L’écrivain de marine
Le 17 juillet dernier disparaissait Bernard Giraudeau, à l’âge de 63 ans. Les médias se sont aussitôt et largement fait l’écho de l’émotion générale, tant ce comédien-metteur en scène, également grand voyageur et ardent défenseur des droits de l’Homme à travers le monde (quitte parfois à se faire expulser), était apprécié. Le professionnel mais aussi l’être humain, surtout depuis qu’il avait choisi de rendre public son cancer – face auquel il a montré un courage extrême, dix ans durant – pour mener avec d’autant plus de force et de crédibilité son combat de sensibilisation de l’opinion et des pouvoirs publics. On me permettra d’ajouter à ces hommages mérités (mais parfois un peu convenus) quelques souvenirs et commentaires personnels (sait-on qu’à ses débuts sur scène, ce natif de La Rochelle se fit chanteur dans une comédie musicale ?) sur cet artiste tout-terrain qui, comme le dit la chanson, était juste… quelqu’un de bien.
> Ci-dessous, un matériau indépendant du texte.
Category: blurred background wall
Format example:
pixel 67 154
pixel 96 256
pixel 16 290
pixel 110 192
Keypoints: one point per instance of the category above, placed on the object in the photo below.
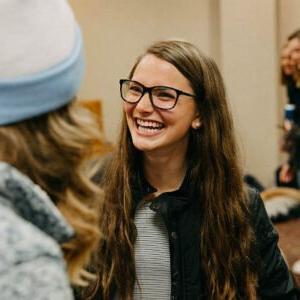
pixel 244 37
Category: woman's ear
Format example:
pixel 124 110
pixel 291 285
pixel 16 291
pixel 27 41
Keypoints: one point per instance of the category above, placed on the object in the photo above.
pixel 196 124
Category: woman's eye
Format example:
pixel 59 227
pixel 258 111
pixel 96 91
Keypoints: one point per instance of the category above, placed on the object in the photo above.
pixel 135 89
pixel 166 95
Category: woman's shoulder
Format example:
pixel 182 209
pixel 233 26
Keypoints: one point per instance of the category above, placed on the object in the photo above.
pixel 22 241
pixel 31 264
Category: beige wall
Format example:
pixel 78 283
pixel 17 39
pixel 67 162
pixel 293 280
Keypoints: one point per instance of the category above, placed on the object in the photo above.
pixel 242 36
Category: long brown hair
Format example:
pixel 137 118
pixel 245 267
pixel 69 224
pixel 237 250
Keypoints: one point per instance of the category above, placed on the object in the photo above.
pixel 51 149
pixel 227 240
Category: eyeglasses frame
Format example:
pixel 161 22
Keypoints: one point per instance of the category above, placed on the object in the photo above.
pixel 149 91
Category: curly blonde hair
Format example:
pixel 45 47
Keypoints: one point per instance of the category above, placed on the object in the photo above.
pixel 52 149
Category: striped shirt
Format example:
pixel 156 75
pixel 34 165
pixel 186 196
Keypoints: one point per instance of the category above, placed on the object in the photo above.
pixel 152 256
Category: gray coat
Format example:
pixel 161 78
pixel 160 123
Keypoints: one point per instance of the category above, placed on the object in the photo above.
pixel 31 229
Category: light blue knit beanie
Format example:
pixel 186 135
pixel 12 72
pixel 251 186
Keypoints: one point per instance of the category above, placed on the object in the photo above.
pixel 41 59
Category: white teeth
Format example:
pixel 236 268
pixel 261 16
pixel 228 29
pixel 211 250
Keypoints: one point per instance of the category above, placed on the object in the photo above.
pixel 149 124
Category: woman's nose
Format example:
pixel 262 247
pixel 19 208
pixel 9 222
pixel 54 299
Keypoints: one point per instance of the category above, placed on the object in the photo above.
pixel 145 103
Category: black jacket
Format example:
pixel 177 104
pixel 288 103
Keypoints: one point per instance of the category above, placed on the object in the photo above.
pixel 182 218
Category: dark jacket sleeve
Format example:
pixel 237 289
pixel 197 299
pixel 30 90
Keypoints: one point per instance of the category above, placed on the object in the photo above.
pixel 275 281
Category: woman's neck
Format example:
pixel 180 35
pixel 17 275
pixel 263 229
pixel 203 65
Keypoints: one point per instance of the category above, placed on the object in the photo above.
pixel 165 172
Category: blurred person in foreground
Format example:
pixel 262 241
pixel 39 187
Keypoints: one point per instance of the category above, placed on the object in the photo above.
pixel 48 205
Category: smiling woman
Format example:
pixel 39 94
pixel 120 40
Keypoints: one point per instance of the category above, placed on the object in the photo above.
pixel 177 221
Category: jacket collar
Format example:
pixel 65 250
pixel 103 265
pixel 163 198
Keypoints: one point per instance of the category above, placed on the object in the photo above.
pixel 169 201
pixel 31 203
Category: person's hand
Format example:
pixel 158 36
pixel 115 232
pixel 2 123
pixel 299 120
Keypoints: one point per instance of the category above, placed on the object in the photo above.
pixel 290 59
pixel 286 173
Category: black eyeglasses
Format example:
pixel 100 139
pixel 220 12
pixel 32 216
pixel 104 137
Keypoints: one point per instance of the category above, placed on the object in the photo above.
pixel 161 97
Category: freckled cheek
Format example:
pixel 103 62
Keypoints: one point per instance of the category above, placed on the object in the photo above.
pixel 128 109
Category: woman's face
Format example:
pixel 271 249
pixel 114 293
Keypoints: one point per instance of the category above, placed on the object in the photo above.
pixel 158 130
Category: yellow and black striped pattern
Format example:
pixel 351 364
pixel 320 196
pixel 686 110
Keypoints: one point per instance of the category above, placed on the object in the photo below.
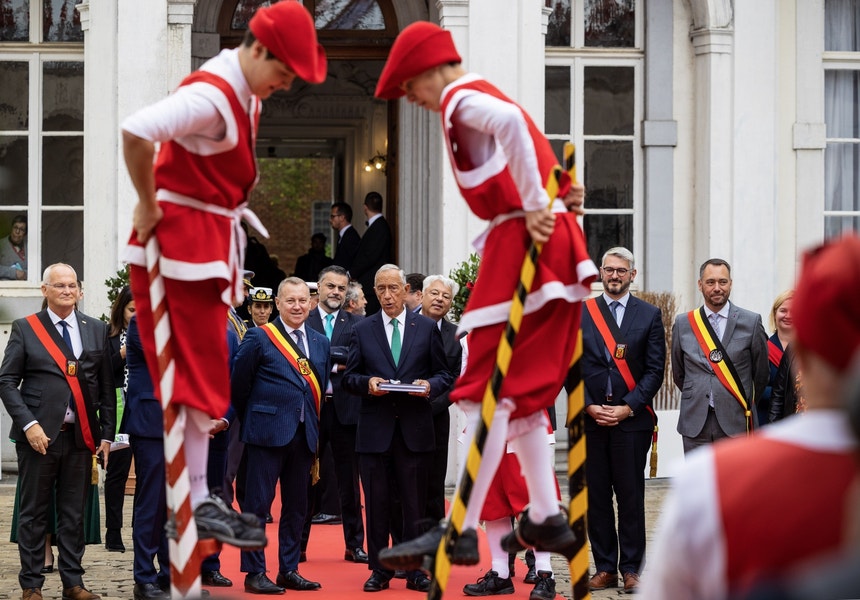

Ces mots de la chanson de Kent, popularisée par Enzo Enzo, Juste quelqu’un de bien, se sont imposés à moi, spontanément, quand j’ai appris la mort de Bernard Giraudeau. À la peine qu’on fait sienne chaque fois que la Camarde choisit de nous priver, précisément, de quelqu’un de bien, s’est ajouté un vif regret personnel : celui de n’avoir pas pu le rencontrer depuis mon séjour dans la corne de l’Afrique en janvier dernier (voir « Ballade en mer Rouge »). Je m’étais en effet promis de lui donner des nouvelles récentes d’un ami mien (retrouvé sur place après trente ans à voguer sur l’océan sans fin du mot et de la note entrelacés) qui lui servit de guide à Djibouti fin 2005-début 2006, de lui montrer des photos prises ensemble, de converser avec lui de Rimbaud et Monfreid, de parler chanson bien sûr… et surtout de lui dire mon admiration pour l’écrivain magnifique qu’il était devenu.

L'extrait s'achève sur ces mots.